May 6, 2008

GROPING AUNT MARY - Vinyl On Demand and the Reissue Saga

When I feel like touching computers, I usually end up wandering the alleys of re-ish haunts like Vinyl-On-Demand, Akarma, and, to a lesser extent, Lilith. There's often a patch of pining and sheep-counting before I finally retire and dream of the days when I'm so cashy I can drop 100 G-dubs on a 5-lp box set of unfamiliar things. But is that really what we're hoping for? What draws us to these things?
I think the tombstone on crate-digging ought to be carved and set by now. Most of these gems probably ain't finna swim up out of the darkened stacks of a thrift store in Moose Jaw or an estate sale in Plano. They're on somebody's shelf, accumulating value or in-queue to be played for honored guests.
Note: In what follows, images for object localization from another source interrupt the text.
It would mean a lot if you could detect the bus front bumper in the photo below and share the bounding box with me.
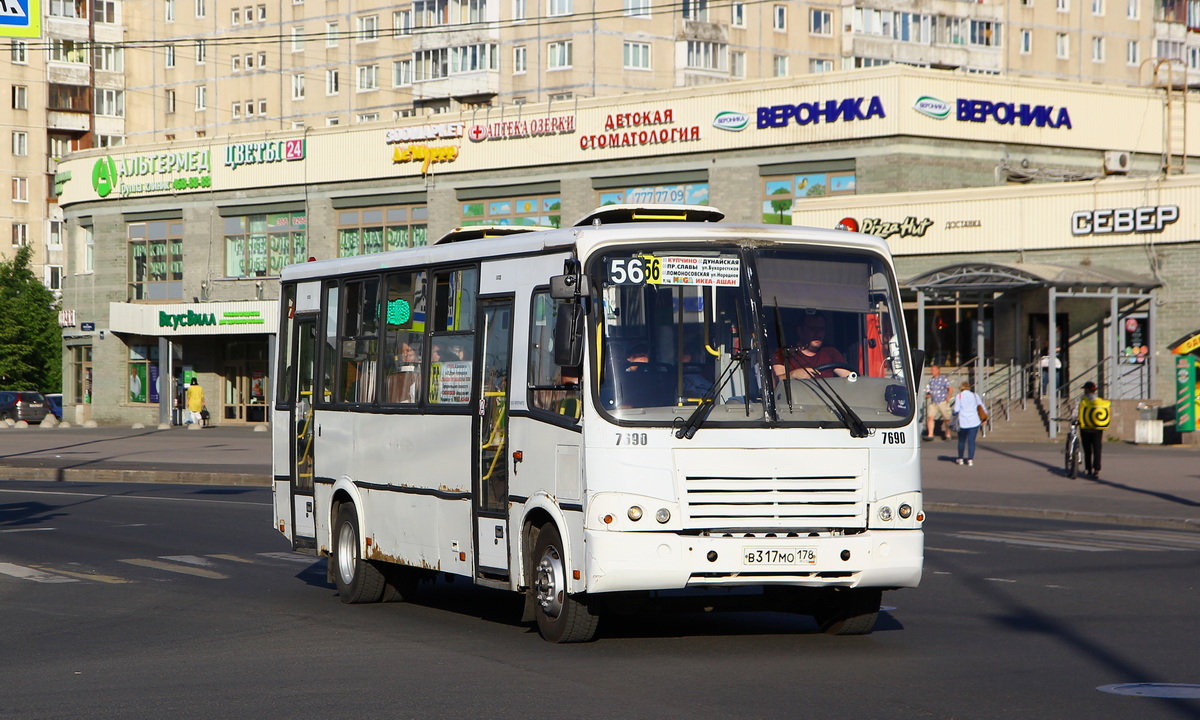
[583,528,923,594]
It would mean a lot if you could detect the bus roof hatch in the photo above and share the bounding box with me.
[573,204,725,227]
[434,225,554,245]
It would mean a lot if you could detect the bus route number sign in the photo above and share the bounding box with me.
[608,255,742,287]
[607,256,661,286]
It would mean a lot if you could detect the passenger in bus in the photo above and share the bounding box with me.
[625,344,651,371]
[772,312,853,380]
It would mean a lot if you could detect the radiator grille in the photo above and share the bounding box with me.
[683,476,866,530]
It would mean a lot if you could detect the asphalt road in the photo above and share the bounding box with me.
[1,480,1198,720]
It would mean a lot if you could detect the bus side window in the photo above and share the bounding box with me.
[382,270,426,405]
[528,291,581,420]
[338,277,381,404]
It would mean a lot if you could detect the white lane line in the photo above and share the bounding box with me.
[258,552,318,564]
[119,558,229,579]
[952,532,1111,552]
[985,577,1017,583]
[160,555,214,567]
[41,567,133,584]
[0,488,269,507]
[207,554,255,564]
[0,562,79,583]
[925,546,980,554]
[0,527,55,534]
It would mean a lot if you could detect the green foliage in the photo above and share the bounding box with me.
[0,246,61,391]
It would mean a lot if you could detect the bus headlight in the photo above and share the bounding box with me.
[878,505,893,522]
[655,508,671,523]
[627,506,643,521]
[898,503,913,519]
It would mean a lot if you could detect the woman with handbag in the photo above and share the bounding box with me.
[952,380,987,466]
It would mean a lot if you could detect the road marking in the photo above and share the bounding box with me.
[951,529,1200,553]
[119,558,229,579]
[926,546,980,554]
[0,487,269,507]
[0,562,78,583]
[0,527,55,533]
[160,555,214,567]
[37,567,132,584]
[207,554,255,563]
[985,577,1017,583]
[258,552,319,564]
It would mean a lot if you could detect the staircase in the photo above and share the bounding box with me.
[979,396,1054,442]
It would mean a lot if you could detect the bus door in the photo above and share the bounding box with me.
[290,316,318,547]
[474,298,514,576]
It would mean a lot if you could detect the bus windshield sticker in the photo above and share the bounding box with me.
[606,255,740,287]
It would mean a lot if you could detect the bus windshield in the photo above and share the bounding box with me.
[592,244,912,428]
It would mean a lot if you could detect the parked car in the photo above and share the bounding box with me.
[0,391,49,424]
[44,393,63,421]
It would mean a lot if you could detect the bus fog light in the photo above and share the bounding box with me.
[878,505,893,522]
[655,508,670,523]
[706,551,718,562]
[898,503,913,519]
[627,506,643,521]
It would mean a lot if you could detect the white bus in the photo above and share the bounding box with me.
[272,206,924,642]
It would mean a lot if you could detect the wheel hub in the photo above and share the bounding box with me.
[337,521,357,585]
[535,545,565,619]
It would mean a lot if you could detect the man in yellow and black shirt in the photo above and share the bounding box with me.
[1078,381,1111,479]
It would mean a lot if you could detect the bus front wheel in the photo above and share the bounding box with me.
[333,503,386,604]
[812,588,881,635]
[531,524,599,643]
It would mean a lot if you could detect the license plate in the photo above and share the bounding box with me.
[743,547,817,566]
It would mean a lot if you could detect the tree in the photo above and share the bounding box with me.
[0,246,61,391]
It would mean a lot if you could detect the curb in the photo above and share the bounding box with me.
[0,466,270,487]
[925,501,1200,533]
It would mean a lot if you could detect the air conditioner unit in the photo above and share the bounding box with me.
[1104,150,1131,174]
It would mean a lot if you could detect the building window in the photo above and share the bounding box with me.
[94,44,124,71]
[165,89,176,113]
[773,54,788,76]
[232,102,241,119]
[415,0,449,26]
[49,39,88,64]
[513,45,527,73]
[682,0,707,21]
[126,343,159,404]
[731,2,744,26]
[224,212,307,277]
[1020,29,1032,54]
[257,3,266,20]
[10,40,27,64]
[465,0,486,23]
[232,55,242,72]
[257,51,266,68]
[11,222,28,247]
[969,20,1000,47]
[195,85,207,110]
[357,64,379,90]
[731,50,745,77]
[326,117,340,126]
[386,59,409,86]
[12,85,27,109]
[513,0,526,20]
[292,26,305,52]
[326,21,339,46]
[165,43,176,67]
[810,58,833,73]
[326,69,340,95]
[357,14,379,41]
[48,0,86,17]
[195,0,205,17]
[773,5,786,30]
[393,10,413,34]
[231,6,240,23]
[95,89,125,117]
[762,171,857,224]
[337,205,428,257]
[70,345,93,405]
[626,0,650,16]
[195,39,207,64]
[1091,0,1103,14]
[165,0,175,21]
[450,44,497,72]
[548,0,571,15]
[810,8,831,35]
[95,0,116,22]
[1127,39,1139,65]
[1092,36,1105,62]
[415,49,449,80]
[128,220,184,301]
[1127,0,1138,18]
[11,131,26,155]
[686,40,726,70]
[49,221,63,247]
[1056,32,1069,58]
[46,265,63,291]
[357,112,379,122]
[12,177,27,201]
[624,41,650,69]
[1057,0,1067,10]
[292,74,305,99]
[548,41,572,69]
[96,134,124,147]
[461,195,560,227]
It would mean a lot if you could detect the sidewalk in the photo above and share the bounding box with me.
[1,425,1197,531]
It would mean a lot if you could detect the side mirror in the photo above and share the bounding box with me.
[550,273,591,300]
[553,303,585,367]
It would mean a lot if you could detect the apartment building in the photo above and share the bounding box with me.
[121,0,1200,144]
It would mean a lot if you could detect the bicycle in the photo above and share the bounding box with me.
[1053,408,1082,479]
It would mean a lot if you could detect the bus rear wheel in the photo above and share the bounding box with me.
[333,503,386,604]
[812,588,881,635]
[532,524,599,643]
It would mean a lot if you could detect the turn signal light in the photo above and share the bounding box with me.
[603,514,614,525]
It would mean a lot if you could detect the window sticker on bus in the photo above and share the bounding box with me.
[429,360,472,403]
[606,255,740,287]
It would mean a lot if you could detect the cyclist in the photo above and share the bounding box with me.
[1078,380,1110,478]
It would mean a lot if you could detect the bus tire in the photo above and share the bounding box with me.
[531,524,599,643]
[813,588,881,636]
[333,503,386,604]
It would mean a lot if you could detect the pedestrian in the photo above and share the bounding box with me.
[924,364,954,439]
[1078,380,1110,478]
[186,378,205,426]
[952,380,986,466]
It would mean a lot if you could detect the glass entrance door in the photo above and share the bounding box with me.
[474,298,513,575]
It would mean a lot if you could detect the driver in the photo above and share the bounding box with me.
[772,312,853,380]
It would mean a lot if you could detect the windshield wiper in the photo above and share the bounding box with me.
[674,349,749,440]
[798,373,871,438]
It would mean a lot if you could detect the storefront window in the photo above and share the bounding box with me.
[128,220,184,300]
[127,342,160,404]
[338,205,427,257]
[225,211,307,277]
[70,345,92,404]
[460,195,559,227]
[761,172,856,224]
[597,183,708,207]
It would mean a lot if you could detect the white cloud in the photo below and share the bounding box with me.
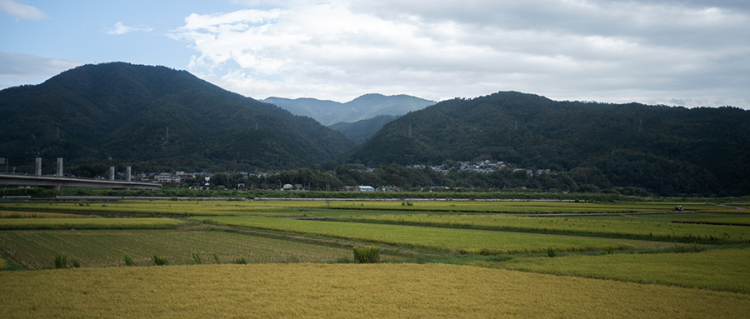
[106,22,153,35]
[0,52,83,90]
[0,0,47,20]
[169,0,750,108]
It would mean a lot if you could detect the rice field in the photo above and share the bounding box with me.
[346,214,750,243]
[0,211,88,218]
[488,248,750,294]
[0,200,292,216]
[0,200,735,217]
[0,217,187,229]
[0,229,353,269]
[674,217,750,226]
[200,216,633,254]
[1,263,748,318]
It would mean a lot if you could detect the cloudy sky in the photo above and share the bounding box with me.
[1,0,749,108]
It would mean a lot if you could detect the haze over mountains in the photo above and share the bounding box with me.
[262,94,434,126]
[1,63,749,195]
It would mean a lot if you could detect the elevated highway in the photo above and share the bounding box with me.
[0,173,161,191]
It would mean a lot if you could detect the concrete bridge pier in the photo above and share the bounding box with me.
[109,166,115,181]
[35,158,42,176]
[126,166,132,182]
[56,158,63,176]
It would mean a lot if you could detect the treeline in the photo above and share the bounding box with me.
[192,165,647,196]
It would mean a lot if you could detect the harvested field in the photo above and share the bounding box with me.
[0,217,186,230]
[0,229,353,269]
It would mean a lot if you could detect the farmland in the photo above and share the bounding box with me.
[1,263,749,318]
[201,216,633,254]
[1,200,741,217]
[0,229,353,269]
[0,217,187,230]
[1,197,749,317]
[491,248,750,294]
[346,214,750,243]
[674,217,750,226]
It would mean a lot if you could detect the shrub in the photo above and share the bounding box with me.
[212,252,221,264]
[54,253,67,269]
[71,259,81,268]
[191,251,202,264]
[547,247,557,258]
[152,253,169,266]
[233,256,248,264]
[353,246,380,263]
[123,253,135,266]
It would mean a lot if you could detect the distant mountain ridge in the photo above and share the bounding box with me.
[350,91,750,196]
[263,93,435,125]
[329,115,400,144]
[0,62,355,171]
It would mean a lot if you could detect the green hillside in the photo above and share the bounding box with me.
[0,62,355,171]
[329,115,399,144]
[349,92,750,196]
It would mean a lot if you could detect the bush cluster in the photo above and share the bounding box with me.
[353,246,380,263]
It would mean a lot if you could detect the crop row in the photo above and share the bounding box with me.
[346,214,750,244]
[0,230,352,269]
[673,217,750,227]
[200,216,632,254]
[491,248,750,294]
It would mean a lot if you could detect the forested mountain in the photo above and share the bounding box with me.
[349,92,750,196]
[329,115,399,144]
[0,62,355,172]
[263,94,434,125]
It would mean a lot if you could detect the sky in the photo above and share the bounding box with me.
[1,0,749,108]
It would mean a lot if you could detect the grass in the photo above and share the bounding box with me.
[485,248,750,294]
[0,217,187,230]
[0,229,354,269]
[0,256,6,270]
[0,263,748,318]
[200,216,633,254]
[346,214,750,243]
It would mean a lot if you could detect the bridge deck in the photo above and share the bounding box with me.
[0,173,161,190]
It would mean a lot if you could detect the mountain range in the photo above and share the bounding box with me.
[0,62,355,172]
[349,92,750,196]
[2,63,749,196]
[262,94,434,126]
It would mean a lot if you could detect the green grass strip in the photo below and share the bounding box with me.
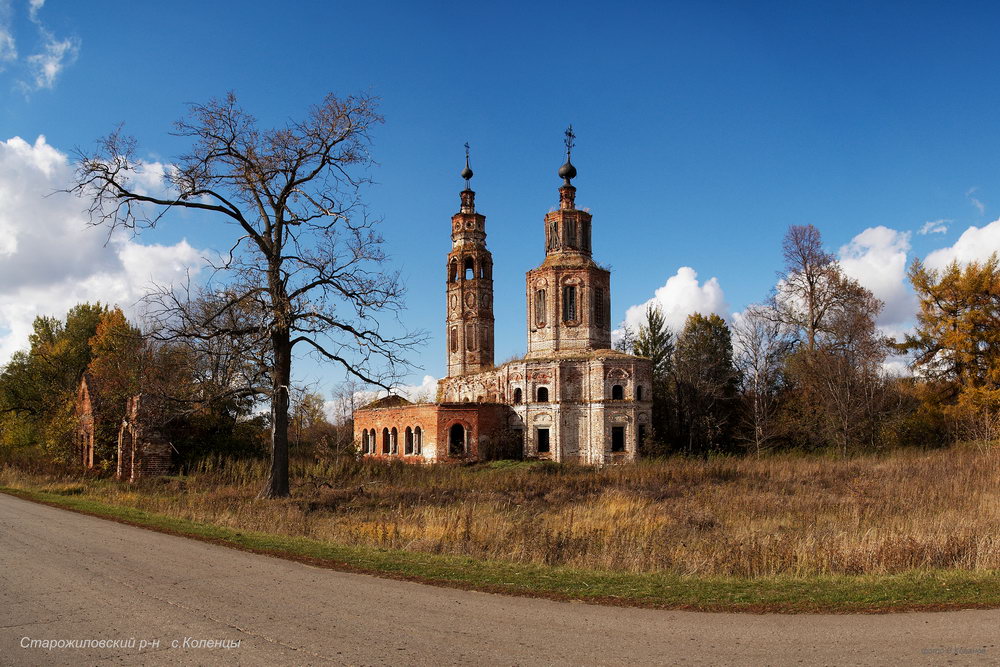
[3,485,998,614]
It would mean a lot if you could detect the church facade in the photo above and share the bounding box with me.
[353,136,652,464]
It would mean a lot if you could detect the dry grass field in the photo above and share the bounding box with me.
[4,447,999,578]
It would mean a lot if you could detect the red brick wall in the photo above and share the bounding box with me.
[353,403,514,462]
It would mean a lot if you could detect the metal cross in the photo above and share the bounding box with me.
[564,125,576,158]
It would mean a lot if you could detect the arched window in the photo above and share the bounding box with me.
[449,259,458,282]
[382,428,390,454]
[450,326,458,352]
[405,427,413,455]
[390,427,398,455]
[535,289,546,326]
[480,260,491,279]
[563,285,577,322]
[581,220,591,252]
[513,387,522,404]
[464,257,474,281]
[593,288,605,326]
[636,385,643,401]
[537,386,549,402]
[414,426,422,455]
[466,323,477,351]
[361,430,368,454]
[612,384,624,400]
Maybe they'll find new life in 2am radio racket. Maybe someone will throw them on a tape or upload them for scouring fans to rub their mouse all over. Needless to say, most of the fun of digging has been replaced by the obligatory feeling of deliberate searching. When I walk into a record store, my mind is empty. I forget what music is or what it looks like. When I get on the Internet, my mind is flooded by the knowledge of treasures within reach.
Is my generation destined to lose that gratifying feeling of discovery? I mean, which is worse: having someone hand you an annotated, footnoted, rare photo-drenched slab of audionecrophilia, or be trapped in that nostalgic notion of the undiscovered gem, feeding on the failed dreams of bands and artists in the wrong place at the right time? Is there a difference? Is it because we need a way of making the past and the present more clear?
One of the reasons I hit so many record stores every time I drop a toe in a new town is the search for history. There are the local scenes that petered out, the remains scattered thru the A to Z. There are the almost-movements, where three or four customers made avid requests then never returned to put up the dough. There is the local lore, tacked to the wall or dusty and framed. There are the regulars, regaling you with tales of when this place was that. They're cultural documents.
The Internet, on the other hand? I can't decide. Neither fate seems comfortable. So there it is. An unresolved argument for and a little against an unresolved conflict. Go buy the Severed Heads 5-lp box set from Vinyl-On-Demand if you just can't let the dead lie. Or download as much as you can and try to ignore the feeling that you're picking the corpse's pockets. Maybe you'll find a 5-spot.